Consider, for example, Menominee County, the smallest and poorest county in Wisconsin, with a median household income roughly 40 percent below the statewide level and a poverty rate over 26 percent. Menominee County recovered relatively well after the 2008 recession, with poverty and unemployment falling between 2010 and early 2020. But all those employment gains have now been erased. Since March 15, over 27 percent of Menominee’s labor force has applied for unemployment, bringing the countywide estimated jobless rate up to nearly 34 percent. As of May 5, the county reports only one confirmed case of Covid-19.
When evaluating whether to maintain, loosen, or perhaps tighten restrictions on activity, officials must consider economic consequences along with health effects. Any reopening plan involves tradeoffs, balancing the increased health risk of resuming economic activity against the economic costs of lost jobs, incomes, and the hardship associated with continued economic restrictions.
Up to now, guidelines have mostly been applied broadly, at the state level, but statewide measures may be too broad to deal effectively with the crisis in widely disparate urban and rural parts of states, and to provide the appropriate balance between objectives. The economic and health risks and tradeoffs differ substantially across locations: areas with older and less healthy populations face higher health risk, while richer populations with more telework jobs face lower economic risk.
One difficulty in making these determinations has been the lack of available economic data. While Covid-19 case counts, test results, hospitalizations, and deaths are updated daily, much less immediate information is available about economic effects. Official economic statistics become available on a delayed basis, making it hard to assess current economic conditions, especially in a time of such rapid change.
This obstacle is not insurmountable, however. Perhaps the best gauge of conditions is initial unemployment applications. By tracking this at a weekly or even daily frequency, one can quickly see the carnage that has been wrought on the labor market since the Covid-19 crisis began—up to 20 percent of the labor force in some areas has filed for unemployment. Many states break down claims further by county, allowing for a more granular analysis.
New data sources and metrics have been developed during this crisis. Spurred by a need to track the economy in real time, more and more companies have made previously proprietary data available to researchers. Anonymized foot-traffic data from cellphone locations has allowed for high-frequency, sophisticated analysis of economic activity. Such data only capture movement, not transactions, and cannot fully account for the massive transition to remote work or the enormous increase in online commerce. But transactions data on consumer spending have seen increasing application, which helps to adjust for some of these changes. Thus, new data sources enable us to track changes in economic activity across industries and locations more effectively, with little processing delay.
As a result, researchers can now estimate regional economic impact at a high enough frequency to inform policy decisions. As more official data come in, these new approaches will be refined and improved. But even now, imperfect though these data are, they should be used to assess economic impact.

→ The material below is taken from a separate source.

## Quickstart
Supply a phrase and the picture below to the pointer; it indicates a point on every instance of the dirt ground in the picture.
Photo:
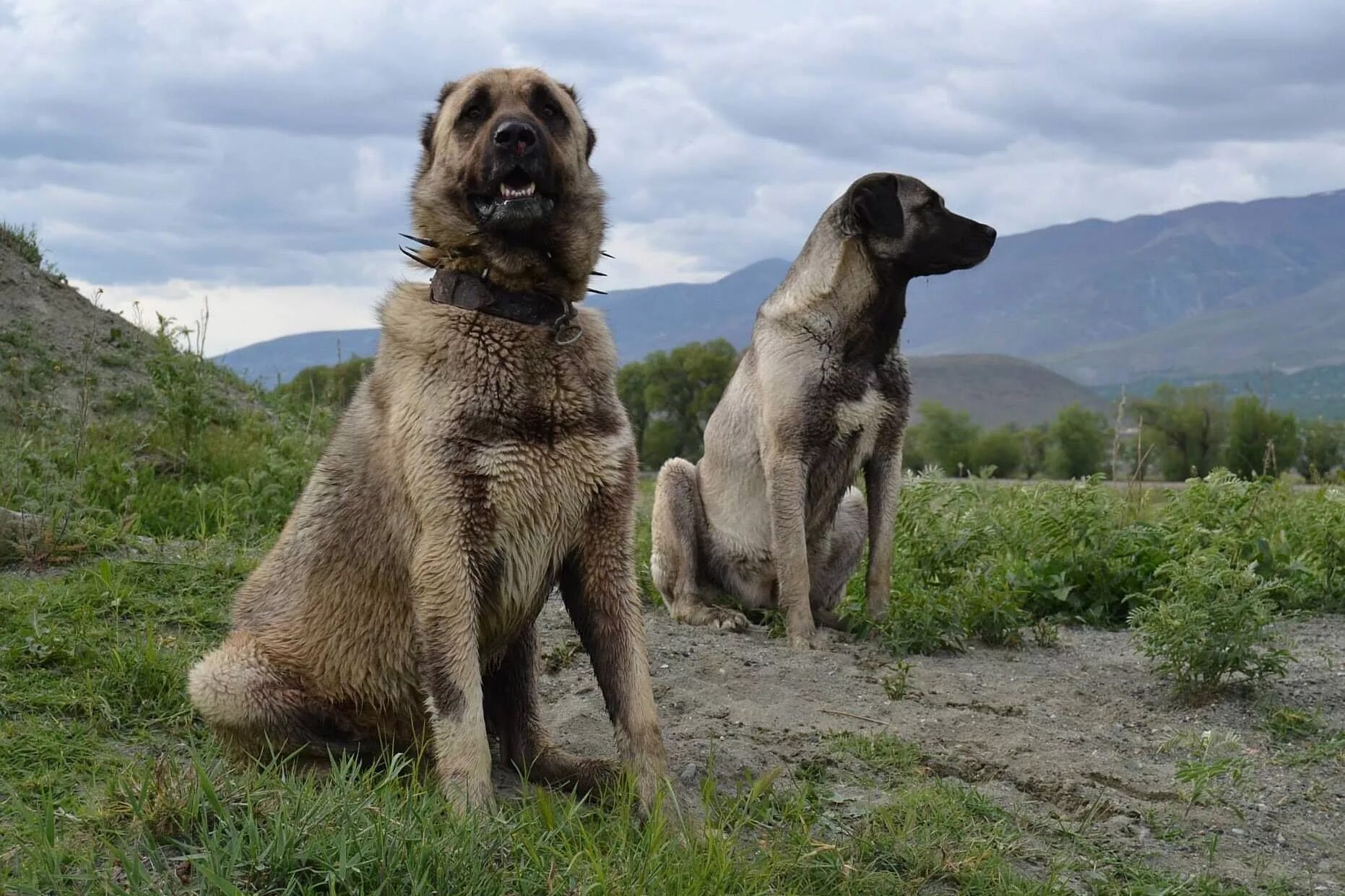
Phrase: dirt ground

At the Center for Research on the Wisconsin Economy, which I direct, we produce and update weekly measures of the economic impact of the crisis as well as current health indicators, at a regional level. We estimate that the Covid-19 pandemic in Wisconsin is costing roughly $1.5 billion per week in lost economic activity. We found a 27 percent decline in output and a 16 percentage-point increase in unemployment statewide through May 5. Moreover, we find that, on average, the counties that were in the worst economic condition prior to the pandemic have had the largest declines in economic activity.
We also analyze health factors at a regional level. We find that at least two of the state’s seven Health Emergency Readiness Coalition (HERC) regions still face high health risks. More encouragingly, at least three HERC regions have seen very low rates of infection and are close to satisfying current health guidelines for reopening. Some counties within these regions, however, do face higher risks from infection due to a larger vulnerable population and lower health-system capacity.
Policymakers should move toward a phased-in regional relaxation of social-distancing guidelines, though removing stay-at-home orders will not be an economic panacea. We estimate that these statewide decrees account for only 20 percent of lost economic output, with the balance due to other, mostly voluntary, distancing measures. Only as consumers and workers gradually regain confidence in their safety will they return fully to daily activities. A careful consideration of the health and economic factors, which takes into account regional variation, will help move this process along.